Ideation Studio Stages

StageHatsReview AgentsReviewPurpose
researchresearcher, analystthoroughnessautoGather context, explore prior art
createcreator, editorquality, accuracyaskGenerate the primary deliverable
reviewcritic, fact-checkercoherenceaskAdversarial quality review
deliverpublishercompletenessautoFinalize and package

Completion Signals

Each STAGE.md ends with a Completion Signal section that defines when the stage is done.
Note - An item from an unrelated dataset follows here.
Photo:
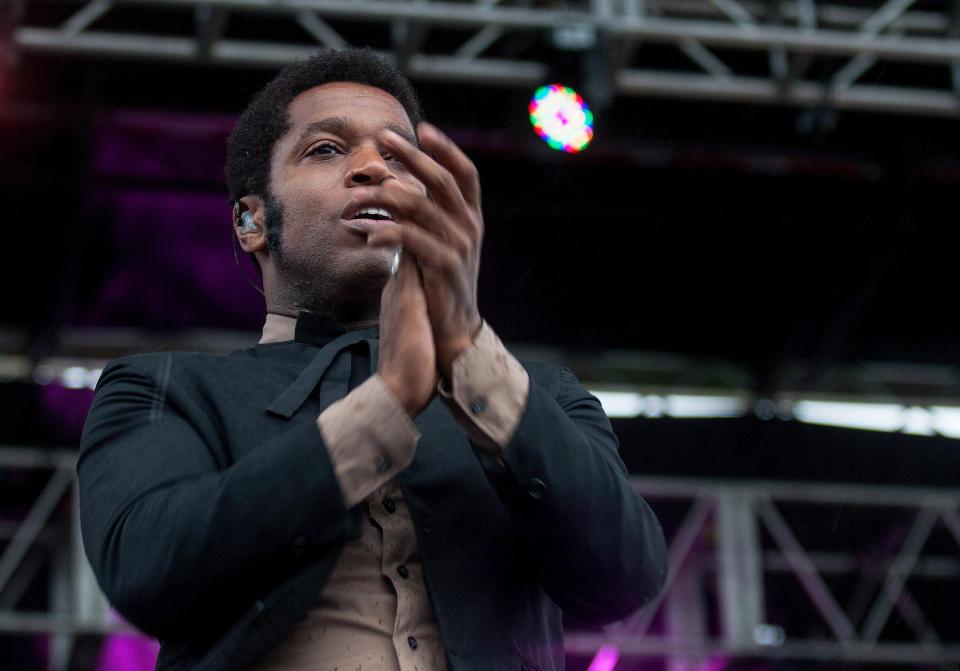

These are not just criteria checklists — they describe the conditions under which the stage can advance.

Example from inception:

Discovery document exists with domain model and technical landscape. All units have specs with dependencies and verifiable completion criteria. Unit DAG is acyclic. Each unit is scoped to complete within a single bolt.

Creating a Custom Stage

To add a custom stage to a studio:

  1. Create the stage directory: .haiku/studios/{studio}/stages/{stage}/
  2. Write STAGE.md with frontmatter
  3. Create a hats/ subdirectory with per-hat instruction files
  4. Create a review-agents/ subdirectory with per-agent review mandate files
  5. Add the stage name to the studio's stages list in STUDIO.md
  6. If this stage should verify upstream work, add entries to review-agents-include

Example custom stage:

---
name: compliance
description: Regulatory compliance verification
hats: [compliance-auditor, documentation-writer]
review: external
unit_types: [compliance]
inputs:
  - stage: development
    output: code
  - stage: security
    output: threat-model
---

With hat files in the stage's hats/ directory:

hats/compliance-auditor.md:

**Focus:** Verify implementation meets regulatory requirements...

hats/documentation-writer.md:

**Focus:** Generate compliance documentation...

Criteria Guidance

Each built-in stage includes a Criteria Guidance section with examples of good and bad completion criteria specific to that stage's domain. This helps teams write verifiable criteria during inception.